Understanding these different steps that deduct income is very important and requires analysis to pinpoint places where the company may be bleeding money. This is the job of most accounting departments to make sure that there wasn’t an accounting error to determine which process or step in the process may need additional refining or elimination.
Cash Flow Statements
This is where most businesses live or die. If you are spending money faster than you are bringing it in, then you have a recipe for disaster. A cash flow statement shows the net increase and decrease in cash in a specified period of time. The biggest difference between this statement and an income statement is that this statement will actually tell you if the business generated cash.
This report shows changes over time rather than absolute dollar amounts since the purpose of this report is to show cash generation. Most cash flow statements include operating activities, investing activities, and financing activities.

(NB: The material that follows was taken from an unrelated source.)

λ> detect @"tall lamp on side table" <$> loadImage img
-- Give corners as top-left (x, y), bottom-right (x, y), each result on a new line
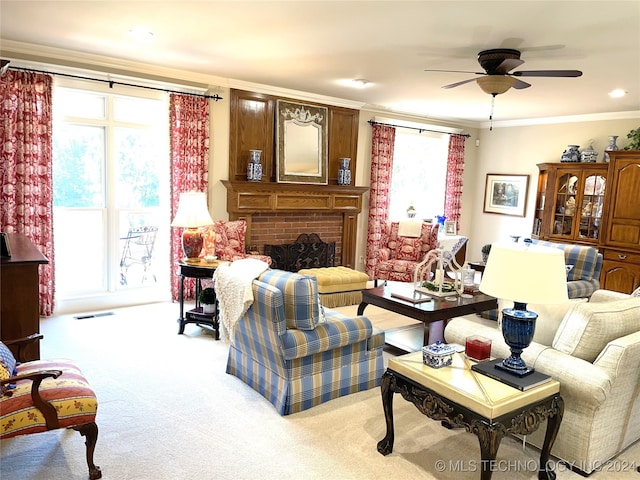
top-left (171, 191), bottom-right (214, 263)
top-left (479, 242), bottom-right (568, 377)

As you can see, having accurate financial statements can be imperative to help any business determine how much money they have made, how much they have spent, and if they are generating it fast enough to stay afloat. Accounting departments live and breathe by these financial statements to ensure that the business has a steady influx of cash being generated, as well as pinpoint areas that may need some refining or elimination in order to keep the company in a healthy financial state.
Most business executives look at these three reports at least once a week. Understanding where your money is coming from and how it is being spent is a core factor in keeping a company healthy and viable for the future.